Father and son share bonding experience through triathlons
Published: Tuesday, October 8, 2013 at 6:01 a.m.
Last Modified: Monday, October 7, 2013 at 9:55 p.m.
The bond between fathers and sons in sports is often well defined.
Former Major League Baseball outfielder Ken Griffey introduced his son, Ken Griffey Jr., to baseball clubhouses throughout the country. Griffey Jr. then went on to star as an outfielder with the Seattle Mariners and Cincinnati Reds in a career that is destined for the Hall of Fame.
Last March, Hall of Fame Reds shortstop Barry Larkin watched his son, Shane Larkin, excel as a college point guard at Miami and help lead the Hurricanes to a Sweet 16 appearance.
Locally, Tom Lowery and his 16-year-old son, Blake, are creating a similar bond of excellence in competitive triathlons. Both qualified for the ITU world championships in London, held a few weeks ago. Tom Lowery finished sixth in his age group (50-54) and was the second-highest American finisher at 1:10:38. Blake, meanwhile, took 47th in his age group (16-19) at 1:11:02.
“As an athlete, it's very cool to be able to do something like that with your son,” Tom Lowery said. “It's kind of special to train with him. So I really enjoyed swimming and biking with him.”
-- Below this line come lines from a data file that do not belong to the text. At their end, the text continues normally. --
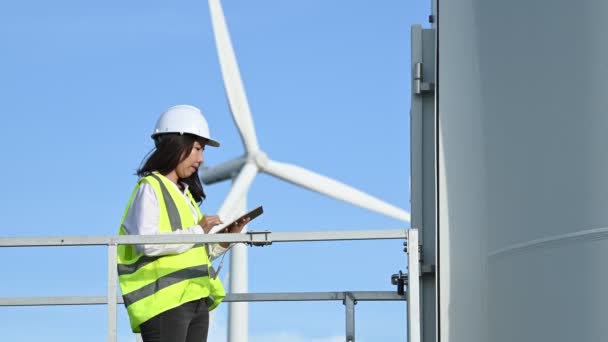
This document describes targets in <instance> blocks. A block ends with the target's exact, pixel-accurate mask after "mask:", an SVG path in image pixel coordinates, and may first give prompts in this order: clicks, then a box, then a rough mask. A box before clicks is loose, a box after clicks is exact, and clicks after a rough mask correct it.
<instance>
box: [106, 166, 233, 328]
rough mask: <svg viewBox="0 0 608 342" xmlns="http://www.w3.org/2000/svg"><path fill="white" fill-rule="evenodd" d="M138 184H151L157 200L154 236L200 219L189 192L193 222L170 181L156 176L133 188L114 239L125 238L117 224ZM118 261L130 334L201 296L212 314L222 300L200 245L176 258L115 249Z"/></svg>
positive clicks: (122, 217) (179, 195) (132, 195)
mask: <svg viewBox="0 0 608 342" xmlns="http://www.w3.org/2000/svg"><path fill="white" fill-rule="evenodd" d="M143 182H145V183H148V184H150V185H151V186H152V188H153V189H154V192H155V193H156V198H157V199H158V204H159V207H160V208H159V209H160V221H159V232H161V233H163V232H171V231H174V230H176V229H181V228H184V227H191V226H194V225H195V224H197V223H198V221H199V220H200V219H201V218H202V214H201V212H200V209H199V208H198V205H197V204H196V202H195V201H194V199H193V198H192V195H191V194H190V191H187V195H188V198H189V199H190V201H191V202H192V204H193V205H194V207H195V208H196V210H197V212H198V218H197V219H198V220H196V221H195V219H194V217H193V216H192V211H191V209H190V206H189V205H188V202H187V201H186V199H185V198H184V196H183V195H182V194H181V193H180V192H179V191H178V189H176V188H175V186H174V185H172V184H171V181H170V180H168V179H167V178H166V177H164V176H162V175H161V174H159V173H153V174H151V175H149V176H146V177H144V178H142V179H140V180H139V182H138V183H137V186H136V187H135V190H133V193H132V194H131V199H130V200H129V204H128V205H127V209H126V210H125V213H124V214H123V217H122V221H121V225H120V231H119V235H125V230H124V229H123V226H122V222H124V219H125V217H126V215H127V212H128V211H129V208H130V207H131V203H132V202H133V198H134V197H135V194H136V193H137V189H138V188H139V186H140V185H141V184H142V183H143ZM117 260H118V280H119V283H120V288H121V290H122V296H123V299H124V304H125V306H126V308H127V312H128V314H129V320H130V322H131V329H132V330H133V332H140V329H139V326H140V324H142V323H143V322H145V321H147V320H148V319H150V318H152V317H154V316H156V315H158V314H160V313H161V312H164V311H167V310H169V309H172V308H175V307H177V306H180V305H181V304H183V303H186V302H190V301H193V300H197V299H201V298H206V302H207V305H208V306H209V310H213V309H215V308H216V307H217V306H218V305H219V304H220V302H221V301H222V299H224V297H225V296H226V292H225V290H224V287H223V285H222V283H221V281H220V279H219V277H217V275H216V274H215V272H214V271H213V268H212V267H211V264H210V262H209V256H208V253H207V250H206V245H204V244H195V245H194V247H193V248H191V249H189V250H187V251H186V252H184V253H181V254H173V255H163V256H145V255H143V254H142V253H139V252H137V250H136V249H135V248H133V245H118V258H117Z"/></svg>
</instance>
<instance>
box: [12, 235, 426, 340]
mask: <svg viewBox="0 0 608 342" xmlns="http://www.w3.org/2000/svg"><path fill="white" fill-rule="evenodd" d="M379 239H405V240H406V241H407V245H408V247H407V248H406V252H407V255H408V282H407V286H408V290H407V292H406V293H405V294H404V295H399V294H397V292H396V291H395V292H391V291H352V292H295V293H230V294H227V296H226V298H225V299H224V301H225V302H260V301H330V300H337V301H342V302H343V304H344V306H345V316H346V335H345V336H346V341H347V342H355V308H354V306H355V304H357V302H358V301H401V300H404V301H407V320H408V322H407V331H408V334H407V335H408V341H409V342H420V341H421V336H420V327H421V315H420V245H419V242H418V230H417V229H391V230H369V231H361V230H354V231H324V232H295V233H272V232H248V233H243V234H217V235H214V234H211V235H179V236H171V235H154V236H130V235H129V236H66V237H27V238H26V237H11V238H0V247H40V246H107V247H108V270H107V272H108V278H107V279H108V284H107V289H108V291H107V295H106V296H105V297H103V296H64V297H5V298H2V297H0V306H46V305H107V306H108V314H107V317H108V339H107V341H108V342H115V341H116V316H117V304H122V303H123V300H122V297H119V296H118V285H117V284H118V276H117V272H116V251H117V245H119V244H130V245H134V244H165V243H212V242H230V243H246V244H249V245H251V246H266V245H270V244H272V243H274V242H303V241H339V240H379Z"/></svg>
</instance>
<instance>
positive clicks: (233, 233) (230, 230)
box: [224, 217, 251, 234]
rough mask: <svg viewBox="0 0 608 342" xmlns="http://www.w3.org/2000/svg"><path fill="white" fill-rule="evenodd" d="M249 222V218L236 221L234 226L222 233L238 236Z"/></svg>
mask: <svg viewBox="0 0 608 342" xmlns="http://www.w3.org/2000/svg"><path fill="white" fill-rule="evenodd" d="M249 221H251V219H250V218H249V217H245V218H244V219H242V220H240V221H238V222H237V223H236V224H235V225H234V226H232V227H230V229H226V231H224V233H227V234H238V233H240V232H241V230H243V227H245V225H246V224H247V223H248V222H249Z"/></svg>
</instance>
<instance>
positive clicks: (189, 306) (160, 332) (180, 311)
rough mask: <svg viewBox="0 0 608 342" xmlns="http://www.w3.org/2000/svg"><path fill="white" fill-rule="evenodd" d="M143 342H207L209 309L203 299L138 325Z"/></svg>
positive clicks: (161, 314)
mask: <svg viewBox="0 0 608 342" xmlns="http://www.w3.org/2000/svg"><path fill="white" fill-rule="evenodd" d="M140 329H141V338H142V339H143V341H144V342H207V333H208V331H209V308H208V307H207V304H206V303H205V298H203V299H199V300H195V301H192V302H188V303H184V304H182V305H180V306H178V307H176V308H173V309H171V310H167V311H165V312H163V313H160V314H158V315H156V316H154V317H152V318H150V319H149V320H147V321H145V322H144V323H142V324H141V325H140Z"/></svg>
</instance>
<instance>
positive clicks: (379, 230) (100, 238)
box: [0, 229, 407, 247]
mask: <svg viewBox="0 0 608 342" xmlns="http://www.w3.org/2000/svg"><path fill="white" fill-rule="evenodd" d="M406 237H407V229H384V230H344V231H322V232H278V233H272V232H248V233H244V234H207V235H202V234H200V235H197V234H184V235H124V236H49V237H3V238H0V247H35V246H103V245H110V244H122V245H136V244H143V243H145V244H165V243H218V242H230V243H237V242H244V243H253V244H264V243H275V242H304V241H338V240H380V239H405V238H406Z"/></svg>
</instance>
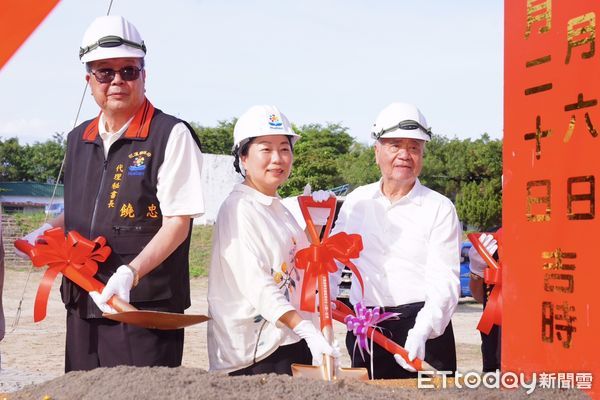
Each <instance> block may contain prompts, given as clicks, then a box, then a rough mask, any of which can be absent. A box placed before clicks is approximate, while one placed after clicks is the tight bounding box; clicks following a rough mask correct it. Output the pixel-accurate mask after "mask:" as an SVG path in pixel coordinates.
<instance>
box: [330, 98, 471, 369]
mask: <svg viewBox="0 0 600 400" xmlns="http://www.w3.org/2000/svg"><path fill="white" fill-rule="evenodd" d="M372 136H373V138H374V139H375V140H376V142H375V158H376V162H377V165H378V166H379V169H380V170H381V180H380V181H378V182H375V183H372V184H369V185H365V186H361V187H358V188H357V189H355V190H354V191H353V192H352V193H350V194H349V195H348V196H347V198H346V200H345V202H344V204H343V206H342V208H341V211H340V213H339V216H338V219H337V221H336V226H335V230H334V232H340V231H343V232H347V233H358V234H360V235H361V236H362V239H363V244H364V250H363V251H362V252H361V254H360V258H359V259H358V260H357V261H356V265H357V266H358V269H359V270H360V272H361V274H362V277H363V279H364V285H365V295H364V298H362V294H361V290H360V286H359V283H358V281H357V280H356V278H353V282H352V289H351V292H350V302H351V303H352V304H356V303H358V302H359V301H363V303H364V305H365V306H367V307H376V306H377V307H383V308H384V311H390V312H397V313H400V315H399V316H398V317H397V318H394V319H391V320H387V321H384V322H382V323H380V324H379V325H380V326H381V327H382V328H383V333H384V334H385V335H386V336H387V337H389V338H390V339H391V340H393V341H395V342H396V343H398V344H400V345H403V346H404V347H405V349H406V350H407V351H408V353H409V359H410V360H411V361H412V360H414V359H415V358H419V359H425V360H426V361H427V362H428V363H429V364H431V365H432V366H433V367H435V368H436V369H438V370H444V371H455V370H456V349H455V343H454V334H453V332H452V324H451V323H450V318H451V317H452V314H453V313H454V310H455V309H456V305H457V303H458V298H459V296H460V281H459V271H460V260H459V250H460V239H461V229H460V226H459V221H458V216H457V214H456V210H455V208H454V205H453V204H452V202H451V201H450V200H449V199H447V198H446V197H444V196H443V195H441V194H439V193H437V192H435V191H433V190H431V189H428V188H426V187H425V186H423V185H421V183H420V182H419V179H418V177H419V174H420V172H421V168H422V166H423V151H424V148H425V143H426V142H427V141H429V140H430V139H431V130H430V129H429V128H428V127H427V122H426V121H425V118H424V117H423V115H422V114H421V112H420V111H419V110H418V109H417V107H415V106H413V105H411V104H404V103H392V104H391V105H389V106H388V107H386V108H385V109H384V110H382V111H381V113H380V114H379V116H378V117H377V119H376V121H375V124H374V128H373V132H372ZM355 341H356V338H355V336H354V334H353V333H352V332H348V335H347V337H346V346H347V348H348V351H349V352H350V356H351V357H352V366H353V367H366V368H367V369H369V374H371V370H370V364H371V362H370V357H369V355H368V354H365V359H364V360H363V359H362V357H361V355H360V352H359V351H358V350H357V349H355ZM373 364H374V369H373V374H374V377H375V378H379V379H393V378H411V377H416V373H415V371H414V369H413V368H412V367H410V365H408V364H407V363H406V362H405V360H404V359H402V357H400V356H399V355H393V354H390V353H388V352H386V351H385V350H384V349H383V348H381V347H379V346H378V345H376V344H375V346H374V352H373Z"/></svg>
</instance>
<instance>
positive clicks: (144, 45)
mask: <svg viewBox="0 0 600 400" xmlns="http://www.w3.org/2000/svg"><path fill="white" fill-rule="evenodd" d="M145 55H146V45H145V44H144V41H143V40H142V37H141V36H140V34H139V32H138V31H137V29H136V28H135V26H133V24H132V23H131V22H129V21H127V20H126V19H125V18H123V17H120V16H118V15H108V16H104V17H98V18H96V19H95V20H94V22H92V23H91V25H90V26H89V27H88V28H87V30H86V31H85V34H84V35H83V40H82V41H81V48H80V49H79V58H80V59H81V62H90V61H95V60H105V59H108V58H143V57H144V56H145Z"/></svg>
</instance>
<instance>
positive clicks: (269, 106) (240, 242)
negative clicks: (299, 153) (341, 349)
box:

Tom Lowery is a veteran of triathlons, having competed in his first one in 1986 to find a rush to replace the competitive team sports he played growing up in Mississippi. He introduced his son to the swim-run-bike endurance events when Blake was just five years old. Blake competed in his first adult triathlon when he was 13.
“It was tough,” Blake said. “I had a picture of me and I had a pretty good grimace on my face.”
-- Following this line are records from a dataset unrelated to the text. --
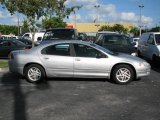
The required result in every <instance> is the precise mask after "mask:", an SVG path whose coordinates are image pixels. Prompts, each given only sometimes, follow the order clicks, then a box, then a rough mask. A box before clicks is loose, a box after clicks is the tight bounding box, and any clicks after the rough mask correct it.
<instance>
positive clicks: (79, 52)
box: [74, 44, 106, 58]
mask: <svg viewBox="0 0 160 120" xmlns="http://www.w3.org/2000/svg"><path fill="white" fill-rule="evenodd" d="M74 49H75V53H76V56H77V57H91V58H97V57H103V58H104V57H106V56H105V55H104V54H103V53H101V52H100V51H98V50H96V49H94V48H92V47H90V46H86V45H82V44H75V45H74Z"/></svg>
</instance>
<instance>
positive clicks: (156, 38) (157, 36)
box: [155, 34, 160, 45]
mask: <svg viewBox="0 0 160 120" xmlns="http://www.w3.org/2000/svg"><path fill="white" fill-rule="evenodd" d="M155 40H156V43H157V45H160V34H156V35H155Z"/></svg>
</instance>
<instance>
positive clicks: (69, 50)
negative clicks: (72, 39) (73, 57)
mask: <svg viewBox="0 0 160 120" xmlns="http://www.w3.org/2000/svg"><path fill="white" fill-rule="evenodd" d="M41 53H42V54H46V55H59V56H70V45H69V44H66V43H65V44H57V45H51V46H48V47H46V48H44V49H43V50H42V51H41Z"/></svg>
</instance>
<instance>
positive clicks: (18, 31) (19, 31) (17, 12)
mask: <svg viewBox="0 0 160 120" xmlns="http://www.w3.org/2000/svg"><path fill="white" fill-rule="evenodd" d="M17 19H18V21H17V22H18V35H19V34H20V29H19V13H18V12H17Z"/></svg>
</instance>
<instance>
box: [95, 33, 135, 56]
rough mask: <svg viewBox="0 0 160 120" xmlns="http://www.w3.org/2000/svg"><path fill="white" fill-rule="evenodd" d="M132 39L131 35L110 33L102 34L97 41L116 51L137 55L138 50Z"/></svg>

But eventually, Blake warmed up to the sport. He qualified for the ITU World Championships in London when he was 14 at an event in Burlington, Vt. A sophomore cross-country runner and basketball player at Gainesville High, Blake said the sport is an excellent way to keep in shape.
“If you're out there cycling 5,000 miles a year and doing all of your swimming and running workouts, that will keep you in shape for basketball, for sure,” Blake said.
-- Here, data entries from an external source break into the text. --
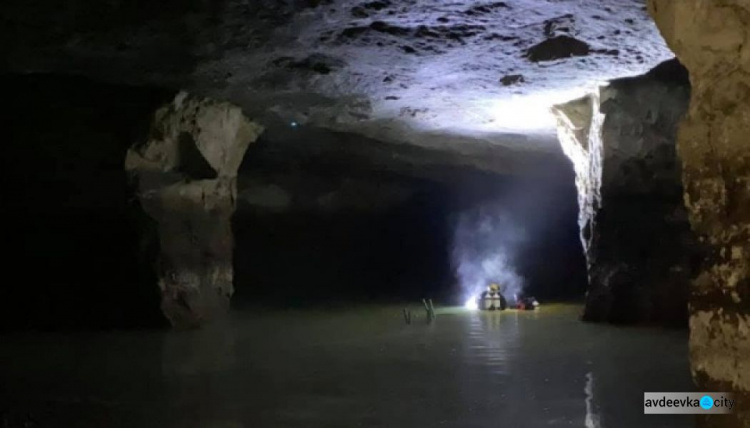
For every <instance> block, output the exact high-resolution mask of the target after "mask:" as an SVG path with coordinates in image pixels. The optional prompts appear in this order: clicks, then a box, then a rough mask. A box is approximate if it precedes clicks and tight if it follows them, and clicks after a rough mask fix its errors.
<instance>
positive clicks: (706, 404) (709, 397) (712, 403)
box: [701, 395, 714, 410]
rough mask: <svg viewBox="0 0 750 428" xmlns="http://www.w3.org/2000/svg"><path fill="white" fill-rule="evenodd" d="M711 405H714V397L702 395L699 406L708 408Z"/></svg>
mask: <svg viewBox="0 0 750 428" xmlns="http://www.w3.org/2000/svg"><path fill="white" fill-rule="evenodd" d="M713 406H714V399H713V398H711V397H710V396H708V395H704V396H703V397H701V407H703V408H704V409H706V410H708V409H710V408H711V407H713Z"/></svg>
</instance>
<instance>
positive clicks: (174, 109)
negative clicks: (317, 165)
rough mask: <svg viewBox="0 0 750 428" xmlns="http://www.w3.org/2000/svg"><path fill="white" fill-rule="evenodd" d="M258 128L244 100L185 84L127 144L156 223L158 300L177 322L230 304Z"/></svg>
mask: <svg viewBox="0 0 750 428" xmlns="http://www.w3.org/2000/svg"><path fill="white" fill-rule="evenodd" d="M261 132H262V129H261V127H260V126H258V125H256V124H254V123H253V122H250V121H249V120H248V119H247V118H246V117H245V116H244V115H243V113H242V110H241V109H240V108H238V107H235V106H233V105H230V104H227V103H220V102H216V101H212V100H207V99H202V98H196V97H192V96H189V95H188V94H186V93H184V92H183V93H180V94H178V95H177V97H176V98H175V99H174V101H173V102H172V103H170V104H169V105H167V106H164V107H162V108H161V109H159V110H158V111H157V112H156V114H155V117H154V121H153V124H152V128H151V135H150V137H149V139H148V141H146V142H145V143H143V144H139V145H137V146H135V147H133V148H131V149H130V150H129V151H128V154H127V158H126V161H125V168H126V170H127V171H129V172H130V173H131V174H132V176H133V177H134V178H135V181H136V183H137V184H136V186H137V189H138V193H139V199H140V201H141V205H142V206H143V209H144V210H145V211H146V212H147V213H148V214H149V215H150V216H151V217H153V218H154V219H155V220H156V221H157V223H158V229H159V231H158V233H159V243H160V246H161V254H160V257H159V268H158V274H159V288H160V290H161V293H162V303H161V307H162V311H163V312H164V314H165V315H166V317H167V318H168V319H169V321H170V322H171V323H172V325H174V326H197V325H200V324H201V323H203V322H204V321H207V320H210V319H212V318H215V317H217V316H218V315H220V314H221V313H223V312H225V311H226V310H227V309H228V308H229V300H230V297H231V296H232V293H233V292H234V287H233V284H232V278H233V268H232V250H233V237H232V230H231V217H232V213H233V212H234V208H235V200H236V194H237V188H236V176H237V170H238V169H239V166H240V163H241V162H242V157H243V155H244V154H245V150H246V149H247V147H248V145H249V144H250V143H251V142H253V141H255V139H256V138H257V137H258V135H259V134H260V133H261Z"/></svg>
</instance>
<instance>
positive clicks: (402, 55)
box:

More importantly, the sport gives Blake a chance to spend some quality time with his dad. Tom Lowery recalled when his son first finished ahead of him at an event in Crystal River. The race was dedicated to a Gainesville triathlete who was ill with cancer. Following the race, Blake and his dad helped the cancer-stricken triathlete load his bike back in the trunk of his car.
“I asked Blake, 'So what was the highlight of your day. Was it beating dad? Or getting second place overall? Or getting up on stage?' and he said 'You know, I think it was helping Mr. Jerry load his stuff up into the truck,'” Tom Lowery said. “That's the kind of kid he his. He has a heart to help other people and that meant a lot to me that he was sympathetic and empathetic enough to reach out to someone who needed help.”
Said Blake: “I'm sure I'm going to look back on this when I'm older and it's going to be something I can look back on and smile. I mean, that's my dad. To be able to connect with him that way, it's something special.”
The London event has been the highlight of the father-son bond so far. Both made the trip out a week early and were able to get in some sightseeing. But the triathlon itself had some up-and-down moments. Tom watched his son, Blake, go first. He was concerned about some of the sharp 90-degree turns coming down hills that Blake had to encounter on the bike course through Hyde Park.
“I watched people crash, and it kind of worried me more for him, than myself,” Tom Lowery said.
Tom, meanwhile, had been limited in training for the run portion of the race due to an Achilles injury. The 51-year-old was concerned about re-injuring his ankle during the 5-kilometer run, but opted to push himself as hard as he could. Tom was thrilled that his foot held up and didn't bother him.
“I knew I was pretty high, and when I came in on the bike, there was nobody in my wave ahead of me, so I was the first in,” Tom Lowery said. “I was just hoping to hold some people off. A few passed me but overall I was pleased with how I did.”
Tom admitted that his son was “a little disappointed” that dad finished with a better time this time around. But he knows it's only a matter of time before his son will start to beat him consistently.
Blake said he intends to stick with the sport of triathlons as long as he can.
“I kind of see it as a lifestyle,” Blake said. “It's competition against yourself, to see how fast you can get.”